Smart Performance Insights for Apache Spark

ILUM now surfaces actionable run-time insights for Spark jobs, so you can spot regressions, memory pressure, and planner optimizations without digging through logs.

What’s new

Job health summary
- Job Running Efficiently when no critical issues are detected.
- Slow Job Detected when a run is N× slower than its rolling baseline (e.g., 4.0× longer than average), with a pointer to investigate data skew, resource constraints, or inefficient operations.
Stage-level memory hotspots
Flags memory-intensive stages (e.g., “4 stages used significant memory; peak 1640 MB in stage 73”) so you can tune executor memory or operators before spills/OOM.
Planner/Optimizer signal
Stage Optimization Detected when Spark (e.g., AQE) skips stages or coalesces partitions (“42 stages skipped”)—evidence that your query plan is being optimized.
Inline recommendations
Each finding ships with a short, concrete recommendation (monitor, check skew, consider memory tuning).
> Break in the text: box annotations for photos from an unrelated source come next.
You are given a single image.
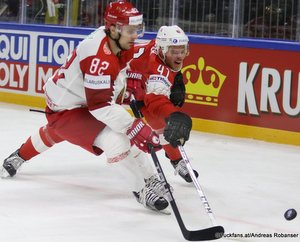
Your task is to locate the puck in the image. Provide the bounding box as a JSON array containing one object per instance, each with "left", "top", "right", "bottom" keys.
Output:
[{"left": 284, "top": 208, "right": 297, "bottom": 220}]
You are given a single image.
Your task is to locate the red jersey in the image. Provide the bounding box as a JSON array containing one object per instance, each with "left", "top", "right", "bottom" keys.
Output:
[{"left": 128, "top": 40, "right": 178, "bottom": 130}]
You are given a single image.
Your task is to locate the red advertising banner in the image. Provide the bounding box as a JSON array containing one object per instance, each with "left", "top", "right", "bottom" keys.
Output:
[{"left": 182, "top": 44, "right": 300, "bottom": 132}]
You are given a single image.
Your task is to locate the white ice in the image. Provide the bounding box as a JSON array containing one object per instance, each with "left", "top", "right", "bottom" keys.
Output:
[{"left": 0, "top": 103, "right": 300, "bottom": 242}]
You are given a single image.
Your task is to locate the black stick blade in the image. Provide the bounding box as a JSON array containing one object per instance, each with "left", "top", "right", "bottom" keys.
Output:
[{"left": 183, "top": 226, "right": 224, "bottom": 241}]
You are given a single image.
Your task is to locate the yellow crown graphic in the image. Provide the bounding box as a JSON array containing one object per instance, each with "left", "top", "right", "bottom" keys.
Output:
[{"left": 181, "top": 57, "right": 226, "bottom": 106}]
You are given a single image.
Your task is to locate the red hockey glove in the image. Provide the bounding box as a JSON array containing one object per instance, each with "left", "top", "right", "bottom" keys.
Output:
[{"left": 126, "top": 119, "right": 161, "bottom": 153}]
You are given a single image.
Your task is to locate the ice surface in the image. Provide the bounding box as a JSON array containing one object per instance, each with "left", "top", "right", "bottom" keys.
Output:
[{"left": 0, "top": 103, "right": 300, "bottom": 242}]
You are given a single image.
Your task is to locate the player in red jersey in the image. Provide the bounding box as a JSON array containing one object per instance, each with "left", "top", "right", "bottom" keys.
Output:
[
  {"left": 125, "top": 25, "right": 198, "bottom": 182},
  {"left": 2, "top": 1, "right": 168, "bottom": 210}
]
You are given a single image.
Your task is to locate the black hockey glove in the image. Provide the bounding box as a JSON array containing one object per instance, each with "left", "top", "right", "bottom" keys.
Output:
[
  {"left": 164, "top": 112, "right": 192, "bottom": 148},
  {"left": 170, "top": 71, "right": 185, "bottom": 107}
]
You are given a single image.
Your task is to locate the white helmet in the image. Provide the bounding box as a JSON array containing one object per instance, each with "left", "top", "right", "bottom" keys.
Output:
[{"left": 155, "top": 25, "right": 189, "bottom": 55}]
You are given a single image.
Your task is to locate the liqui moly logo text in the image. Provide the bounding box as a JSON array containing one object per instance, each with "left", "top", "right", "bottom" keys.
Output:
[
  {"left": 237, "top": 62, "right": 300, "bottom": 116},
  {"left": 35, "top": 36, "right": 82, "bottom": 93}
]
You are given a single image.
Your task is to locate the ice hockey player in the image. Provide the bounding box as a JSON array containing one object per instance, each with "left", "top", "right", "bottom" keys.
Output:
[
  {"left": 2, "top": 1, "right": 168, "bottom": 210},
  {"left": 124, "top": 25, "right": 198, "bottom": 182}
]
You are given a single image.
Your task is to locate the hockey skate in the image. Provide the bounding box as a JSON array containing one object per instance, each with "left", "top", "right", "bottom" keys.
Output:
[
  {"left": 171, "top": 159, "right": 199, "bottom": 183},
  {"left": 1, "top": 150, "right": 25, "bottom": 178},
  {"left": 133, "top": 175, "right": 170, "bottom": 214}
]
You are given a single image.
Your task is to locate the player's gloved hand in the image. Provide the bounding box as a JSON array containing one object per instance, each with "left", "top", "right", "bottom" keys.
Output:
[
  {"left": 164, "top": 112, "right": 192, "bottom": 147},
  {"left": 126, "top": 119, "right": 162, "bottom": 153}
]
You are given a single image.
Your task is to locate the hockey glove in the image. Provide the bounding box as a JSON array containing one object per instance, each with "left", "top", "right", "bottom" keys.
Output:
[
  {"left": 126, "top": 119, "right": 161, "bottom": 153},
  {"left": 164, "top": 112, "right": 192, "bottom": 147},
  {"left": 123, "top": 73, "right": 145, "bottom": 104}
]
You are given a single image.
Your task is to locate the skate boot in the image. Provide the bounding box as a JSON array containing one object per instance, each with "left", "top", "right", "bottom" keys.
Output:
[
  {"left": 171, "top": 159, "right": 199, "bottom": 183},
  {"left": 1, "top": 150, "right": 24, "bottom": 177},
  {"left": 133, "top": 175, "right": 169, "bottom": 211}
]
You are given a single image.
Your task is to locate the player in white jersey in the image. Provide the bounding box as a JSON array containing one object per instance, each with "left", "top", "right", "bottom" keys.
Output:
[{"left": 2, "top": 1, "right": 168, "bottom": 210}]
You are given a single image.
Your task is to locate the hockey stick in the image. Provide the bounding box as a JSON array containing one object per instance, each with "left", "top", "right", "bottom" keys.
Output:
[
  {"left": 178, "top": 145, "right": 223, "bottom": 226},
  {"left": 149, "top": 145, "right": 224, "bottom": 241}
]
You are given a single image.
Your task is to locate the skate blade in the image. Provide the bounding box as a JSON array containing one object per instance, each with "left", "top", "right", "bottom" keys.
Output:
[{"left": 0, "top": 167, "right": 11, "bottom": 179}]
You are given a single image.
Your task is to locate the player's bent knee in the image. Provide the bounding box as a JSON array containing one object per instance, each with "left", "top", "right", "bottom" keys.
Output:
[{"left": 94, "top": 126, "right": 131, "bottom": 163}]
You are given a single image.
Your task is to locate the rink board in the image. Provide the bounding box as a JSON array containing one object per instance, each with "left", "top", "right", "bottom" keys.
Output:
[{"left": 0, "top": 23, "right": 300, "bottom": 145}]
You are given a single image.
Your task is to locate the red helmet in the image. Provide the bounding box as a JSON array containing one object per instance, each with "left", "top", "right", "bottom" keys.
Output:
[{"left": 104, "top": 0, "right": 143, "bottom": 29}]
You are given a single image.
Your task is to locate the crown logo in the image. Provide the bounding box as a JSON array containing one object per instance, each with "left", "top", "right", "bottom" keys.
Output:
[{"left": 181, "top": 57, "right": 226, "bottom": 106}]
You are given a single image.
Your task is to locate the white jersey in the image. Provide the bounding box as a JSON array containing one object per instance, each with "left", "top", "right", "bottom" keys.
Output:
[{"left": 44, "top": 27, "right": 133, "bottom": 133}]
No fluff.

How it works (brief)

Builds a per-job baseline from recent runs and raises deviations using robust statistics (not single-run variance).
Reads stage/task metrics to locate peaks (memory, CPU time) and to count skipped/coalesced stages from the optimizer.
Keeps noise low with thresholds and minimum observation windows.

Where to find it

Job → Analytics (appears after the first complete run with metrics).

Why it helps

Faster triage of Spark performance regressions (latency spikes vs. baseline).
Early warning on memory-intensive stages that precede spills/OOM.
Confirmation that Adaptive Query Execution is producing real wins (skipped stages), not just toggled on.